A publicly exposed instance of Cloudinary, likely belonging to Fiverr, is leaking private user documents. This platform is used for uploading and storing files, including PDFs, images, and videos.
The news was uncovered and shared by an anonymous security researcher, who claims that they disclosed the issue over 40 days ago, but the company would not reply.
“Fiverr (gig work/task platform, competitor to Upwork) uses a service called Cloudinary to process PDF/images in messaging, including work products from the worker to client,” the user under the alias morpheuskafka posted on Hacker News.
The researcher notes that Cloudinary effectively acts like S3 (storage service), serving assets directly to the web client.
“Like S3, it has support for signed/expiring URLs. However, Fiverr opted to use public URLs, not signed ones, for sensitive client-worker communication.”
What’s even worse, many of the documents have already been indexed by Google. Cybernews can confirm that search results from affected web servers return tax return forms, driver licenses, invoices, and other sensitive information with personally identifiable information (PII).
The gig worker deliverables range from pitches and marketing materials to academic work, including graduate theses. Some users report finding internal API credentials, administrator passwords, access to paid courses or digital products, penetration test reports, etc.
“It seems like they may be serving public HTML somewhere that links to these files,” the anonymous researcher speculates.
Update: Fiverr denies allegations of a cybersecurity incident on X.
“To be clear, this is not a cyber incident. Fiverr does not proactively expose users’ private information. The content in question was shared by users in the normal course of marketplace activity to showcase work samples, under agreements and approvals between buyers and sellers. This type of content requires the buyer’s consent before it can be uploaded. As always, any request to remove content is handled promptly by our team,” Fiverr said
Users on the forum are already sharing links to various documents. Among them, ironically, is Fiverr’s own ISO 27001 certification for information security excellence, which expired four months ago.
“Extremely bad stuff here.
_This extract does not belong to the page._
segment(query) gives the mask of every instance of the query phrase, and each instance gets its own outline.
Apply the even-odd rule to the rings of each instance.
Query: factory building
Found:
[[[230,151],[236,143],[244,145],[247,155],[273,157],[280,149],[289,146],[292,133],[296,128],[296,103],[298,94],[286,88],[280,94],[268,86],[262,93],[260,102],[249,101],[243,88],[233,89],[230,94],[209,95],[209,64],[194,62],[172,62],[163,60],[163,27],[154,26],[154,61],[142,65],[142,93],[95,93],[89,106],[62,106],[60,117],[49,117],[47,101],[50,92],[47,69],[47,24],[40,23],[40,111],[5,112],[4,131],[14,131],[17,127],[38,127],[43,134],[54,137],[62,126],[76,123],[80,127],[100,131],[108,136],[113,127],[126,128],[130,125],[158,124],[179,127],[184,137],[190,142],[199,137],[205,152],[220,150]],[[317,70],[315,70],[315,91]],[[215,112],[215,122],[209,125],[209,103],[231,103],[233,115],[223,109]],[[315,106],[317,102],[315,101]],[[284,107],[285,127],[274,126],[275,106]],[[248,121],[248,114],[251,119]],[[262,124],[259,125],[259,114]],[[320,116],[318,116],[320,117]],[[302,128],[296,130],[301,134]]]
Can’t believe it's been 7 hours now and you can still pull up people’s complete prepared tax returns right from a Google search. This should be a business-ending breach of trust and good practices, but I worry there's probably a lack of regulatory might or will to make anything happen,” one of the users reacted on the Silicon Valley’s premier forum.
Cybernews has reached out to Fiverr for a comment and will update the story with its response.
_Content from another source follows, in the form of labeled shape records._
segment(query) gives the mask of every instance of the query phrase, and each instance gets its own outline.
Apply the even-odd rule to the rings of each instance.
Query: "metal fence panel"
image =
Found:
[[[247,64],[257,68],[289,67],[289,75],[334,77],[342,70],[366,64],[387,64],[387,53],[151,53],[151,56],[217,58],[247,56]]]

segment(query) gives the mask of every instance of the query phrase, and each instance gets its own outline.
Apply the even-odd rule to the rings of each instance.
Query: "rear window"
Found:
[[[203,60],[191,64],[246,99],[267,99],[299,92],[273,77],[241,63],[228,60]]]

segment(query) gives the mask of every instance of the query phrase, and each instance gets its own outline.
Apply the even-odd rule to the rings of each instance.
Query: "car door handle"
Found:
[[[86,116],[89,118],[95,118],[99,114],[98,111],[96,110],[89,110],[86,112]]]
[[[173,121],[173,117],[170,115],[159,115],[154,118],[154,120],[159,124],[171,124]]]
Fiverr denies allegations of a cybersecurity incident on X.
“To be clear, this is not a cyber incident. Fiverr does not proactively expose users’ private information. The content in question was shared by users in the normal course of marketplace activity to showcase work samples, under agreements and approvals between buyers and sellers. This type of content requires the buyer’s consent before it can be uploaded. As always, any request to remove content is handled promptly by our team,” Fiverr said.
Researcher claims that the company didn’t react to disclosure
The user who unveiled the leaking instance claims that they attempted to responsibly disclose the cybersecurity issue weeks ago.
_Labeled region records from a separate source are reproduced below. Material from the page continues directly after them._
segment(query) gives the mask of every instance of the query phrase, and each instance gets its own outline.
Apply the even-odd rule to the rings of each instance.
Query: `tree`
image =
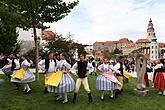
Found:
[[[52,51],[55,55],[59,55],[62,52],[67,53],[70,57],[73,56],[72,51],[78,49],[78,54],[85,53],[84,46],[82,44],[74,42],[70,37],[64,38],[63,35],[56,35],[54,40],[51,40],[45,45],[48,51]]]
[[[18,33],[16,27],[4,25],[0,22],[0,52],[7,55],[10,53],[18,53],[20,51],[20,43],[17,42]]]
[[[23,29],[33,29],[36,63],[38,63],[39,53],[36,28],[45,29],[46,27],[43,23],[57,22],[64,18],[71,12],[71,9],[78,4],[78,1],[65,3],[63,0],[2,0],[0,3],[8,12],[6,14],[0,12],[3,13],[1,19],[5,18],[5,16],[13,17],[16,15],[16,20],[13,22],[15,22],[18,27]],[[10,13],[10,11],[12,11],[12,13]],[[6,22],[11,23],[8,21]],[[38,65],[36,65],[36,78],[39,80]]]

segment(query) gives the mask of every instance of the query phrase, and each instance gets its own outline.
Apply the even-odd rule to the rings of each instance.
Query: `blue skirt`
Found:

“Forty days have passed since this was notified to the designated vulnerability email ([email protected]). The security team did not reply. Therefore, this is being made public as it doesn’t seem eligible for CVE/CERT processing as it is not really a code vulnerability, and I don't know anyone else who would care about it,” morpheuskafka posted.
The researcher further argues that Fiverr itself is actively buying Google Ads for tax-filing keywords like “form 1234 filing,” directing clients to its platform. Without adequate security, the company might be violating the GLBA (Gramm-Leach-Bliley Act) and the FTC Safeguards Rule, which require tax preparers to protect client financial data.
The HN thread calling for immediate action was published 12 hours ago, but the data still remains accessible.
Major mistake
The Cybernews research team analyzed the leak and confirmed that the claims appear valid.
“This is a major security lapse by Fiverr, due to the links being publicly accessible and indexable, a lot of resources are already indexed by Google. Essentially all files that were shared between service buyers and sellers, including personal identity documents, sensitive contracts, passwords, and API keys shared with contractors, finished and work-in-progress deliverables,” said Aras Nazarovas, information security researcher at Cybernews.
While the individual files are exposed and publicly accessible, external actors can't simply list all of the affected files – it requires the account’s API key, This makes the impact of the cybersecurity incident limited to what the search engines have indexed so far.
Still, the researcher warns anyone who used Fiverr to assume that their files, shared in private conversations, were potentially leaked and publicly accessible, attackers might already be attempting to exploit them.
“It is recommended to immediately rotate any credentials shared via Fiverr, monitor for potential signs of identity theft and impersonation attempts,” Nazarovas said.
The researcher is calling on Fiverr to immediately enable proper access controls on private files, ensuring that only the right users can access files they shared or files shared with them. The company should audit which files have been indexed by search engines and notify affected users.
Updated on April 15th [01:45 p.m. GMT] with a statement from Fiverr.